Evolutionary Multimodal Reasoning via Hierarchical Semantic Representation for Intent Recognition
Abstract
Multimodal intent recognition aims to infer human intents by jointly modeling various modalities, playing a pivotal role in real-world dialogue systems. However, current methods struggle to model hierarchical semantics underlying complex intents and lack the capacity for self-evolving reasoning over multimodal representations. To address these issues, we propose HIER, a novel method that integrates HIerarchical semantic representation with Evolutionary Reasoning based on Multimodal Large Language Model (MLLM).

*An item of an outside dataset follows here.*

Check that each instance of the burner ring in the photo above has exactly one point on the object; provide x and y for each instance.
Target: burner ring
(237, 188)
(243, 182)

Inspired by human cognition, HIER introduces a structured reasoning paradigm that organizes multimodal semantics into three progressively abstracted levels. It starts with modality-specific tokens extracted by encoders, capturing localized semantic cues. These tokens are then abstracted into semantic concepts via a label-guided clustering strategy, yielding mid-level intent-aware patterns. To capture higher-order structure, inter-concept relations are selected through a JS-divergence-based mechanism to highlight salient dependencies across concepts. These hierarchical representations are then injected into MLLM via CoT-driven prompting, enabling step-wise reasoning. Besides, HIER utilizes a self-evolution mechanism that refines semantic representations through MLLM feedback, allowing dynamic adaptation during inference. Experiments on three challenging benchmarks show that HIER not only consistently outperforms state-of-the-art methods and MLLMs with 1–3% gains across all metrics, but also exhibits strong generalization across diverse backbones.